Ozone is a condensed form of oxygen, which is present in minute quantities in pure air, and especially during a thunder-storm or after a fall of snow, and in the air near the sea. In it three volumes of oxygen are condensed so as to occupy two volumes. In this condensed condition it has powerful chemical affinities; often oxidising substances which oxygen cannot attack. It is generally absent from the close air of towns and dwelling houses, having been used up to oxidise the organic matter present in these places. Air without it is said to be “devitalised”; and ozone has been described as the scavenger of the air.

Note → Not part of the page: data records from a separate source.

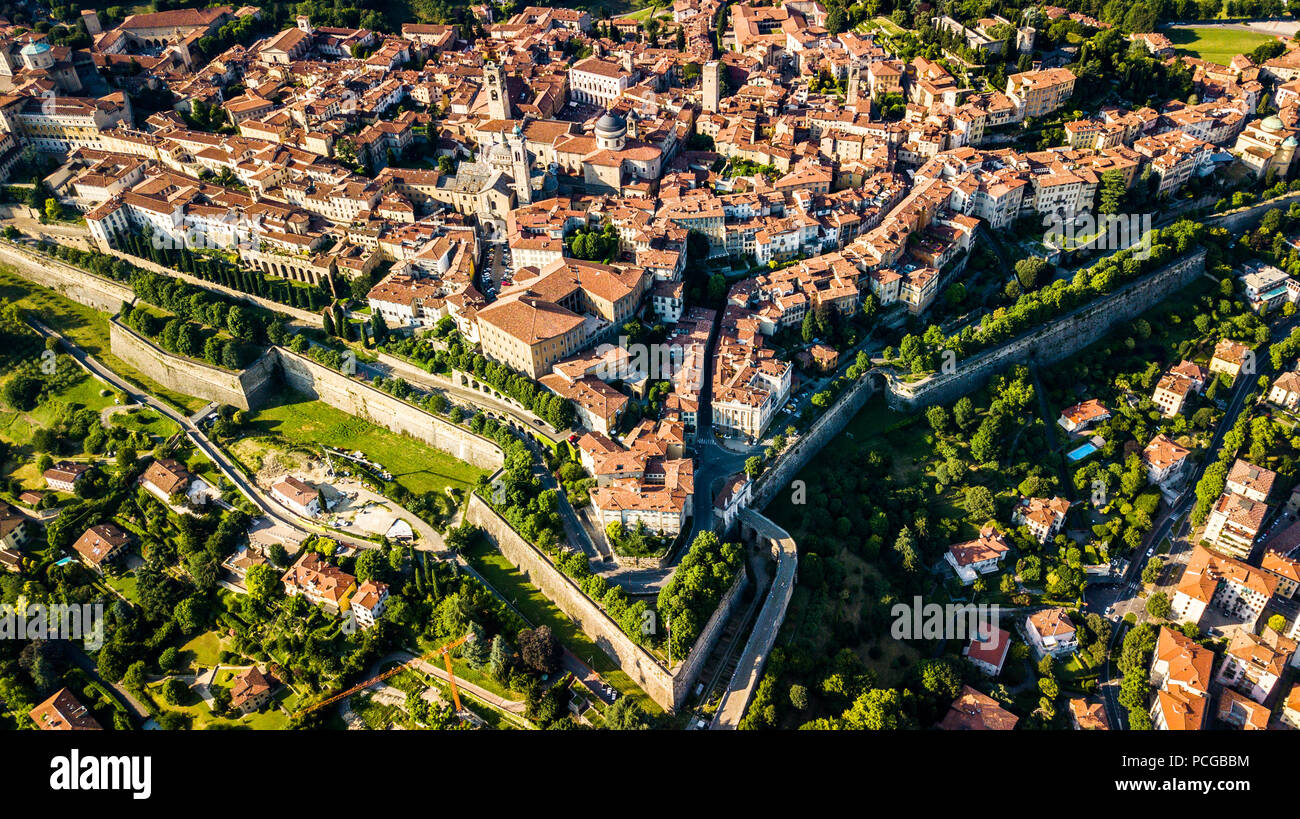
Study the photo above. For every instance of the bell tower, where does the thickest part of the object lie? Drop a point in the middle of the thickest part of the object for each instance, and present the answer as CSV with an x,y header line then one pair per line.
x,y
498,96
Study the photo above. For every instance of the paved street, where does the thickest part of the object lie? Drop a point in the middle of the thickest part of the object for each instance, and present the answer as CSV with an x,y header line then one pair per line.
x,y
1173,523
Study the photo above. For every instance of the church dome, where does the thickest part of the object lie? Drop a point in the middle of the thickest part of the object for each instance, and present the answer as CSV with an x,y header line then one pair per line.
x,y
611,126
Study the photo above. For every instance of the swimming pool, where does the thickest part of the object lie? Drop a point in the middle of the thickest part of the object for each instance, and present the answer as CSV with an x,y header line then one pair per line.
x,y
1082,451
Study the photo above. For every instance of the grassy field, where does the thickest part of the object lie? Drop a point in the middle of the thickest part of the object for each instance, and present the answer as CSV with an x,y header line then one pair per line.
x,y
203,650
302,421
541,611
202,716
87,328
1216,44
16,427
147,421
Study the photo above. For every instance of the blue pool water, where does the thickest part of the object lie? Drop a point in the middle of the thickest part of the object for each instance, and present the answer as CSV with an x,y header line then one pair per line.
x,y
1080,451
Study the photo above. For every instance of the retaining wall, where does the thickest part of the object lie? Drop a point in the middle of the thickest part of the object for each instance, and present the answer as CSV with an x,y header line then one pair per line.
x,y
96,291
1053,341
246,389
667,688
388,411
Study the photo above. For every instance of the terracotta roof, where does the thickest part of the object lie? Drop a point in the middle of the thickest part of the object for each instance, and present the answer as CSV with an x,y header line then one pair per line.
x,y
976,711
63,713
99,542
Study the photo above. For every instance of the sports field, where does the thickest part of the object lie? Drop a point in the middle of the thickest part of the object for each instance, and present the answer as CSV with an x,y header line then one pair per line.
x,y
1216,44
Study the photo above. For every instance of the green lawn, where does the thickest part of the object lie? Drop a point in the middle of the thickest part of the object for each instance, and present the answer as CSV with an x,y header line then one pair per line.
x,y
125,585
147,421
85,326
16,428
202,716
541,611
302,421
204,649
1216,44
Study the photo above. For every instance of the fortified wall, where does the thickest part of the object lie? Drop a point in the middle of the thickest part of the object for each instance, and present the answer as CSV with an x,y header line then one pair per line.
x,y
667,688
1051,342
388,411
246,389
96,291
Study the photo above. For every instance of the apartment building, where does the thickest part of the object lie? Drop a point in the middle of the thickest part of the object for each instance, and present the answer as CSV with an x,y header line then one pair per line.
x,y
320,583
1181,674
1234,524
1036,94
1230,585
1165,460
979,557
1044,516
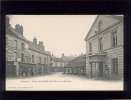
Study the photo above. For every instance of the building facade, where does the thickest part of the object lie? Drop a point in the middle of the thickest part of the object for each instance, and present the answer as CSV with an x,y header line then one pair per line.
x,y
57,64
76,66
24,57
104,48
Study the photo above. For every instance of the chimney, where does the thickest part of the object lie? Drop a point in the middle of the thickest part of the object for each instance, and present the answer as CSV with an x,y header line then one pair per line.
x,y
35,41
41,46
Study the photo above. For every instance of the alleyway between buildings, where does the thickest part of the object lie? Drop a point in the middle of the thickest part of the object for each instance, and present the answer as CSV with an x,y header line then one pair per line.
x,y
60,81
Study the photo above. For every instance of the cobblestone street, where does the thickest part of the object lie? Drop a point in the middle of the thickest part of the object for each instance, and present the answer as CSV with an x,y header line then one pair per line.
x,y
59,81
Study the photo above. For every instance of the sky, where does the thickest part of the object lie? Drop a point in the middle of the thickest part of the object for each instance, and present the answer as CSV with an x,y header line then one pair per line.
x,y
59,33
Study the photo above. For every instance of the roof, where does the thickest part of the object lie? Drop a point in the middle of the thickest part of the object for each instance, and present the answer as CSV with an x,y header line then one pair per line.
x,y
79,61
36,48
30,43
113,16
58,60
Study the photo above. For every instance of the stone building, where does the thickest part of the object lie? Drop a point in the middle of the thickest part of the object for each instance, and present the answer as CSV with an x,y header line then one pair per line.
x,y
24,57
57,64
104,48
76,66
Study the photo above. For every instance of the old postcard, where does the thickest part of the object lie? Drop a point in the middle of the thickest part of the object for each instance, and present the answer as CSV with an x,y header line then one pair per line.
x,y
64,52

Ozone can be produced by hanging a piece of moist phosphorus in a room; and it is stated by Dr. Daubeny, that part of the oxygen given out by plants, especially by scented flowering plants, is in the condition of ozone. A small quantity is produced when an electrical machine is worked; its presence is evidenced by a peculiar smell (the name ozone is derived from the Greek word for smell).

Test of Ozone in Air.—Traces of ozone in air are detected by exposing strips of blotting paper moistened with a mixture of a solution of potassic iodide and starch. If ozone is present, the paper assumes a blue tint, due to the liberation of iodine, and its combination with the starch. Other acid gases may, however, produce the same effect. A second test should, therefore, be tried. Soak red litmus paper with a very dilute solution of potassic iodide, and expose as before. Potassic oxide is produced if ozone is present, and this turns the litmus blue.

Aqueous Vapour is always present in air, though the amount varies greatly. It is invisible in the ordinary condition, but by condensation becomes cloud or fog, rain, snow, or hail. The quantity of moisture present varies with the temperature of the air; the higher the temperature, the more water can be vaporised, without the point of saturation being reached. An increase of 27° Fahr. doubles the capacity of air for moisture. The amount of moisture that would saturate air at 50° Fahr. only gives 71 per cent. of the saturation amount at 60° Fahr. The amount of moisture is estimated by the hygrometer (page 240).

Air saturated with moisture at 32° Fahr., holds vapour equal to 1 ∕ 160 of its weight; at 59° it holds 1 ∕ 80, at 86° 1 ∕ 40, at 113° 1 ∕ 20, and at 140° 1 ∕ 10.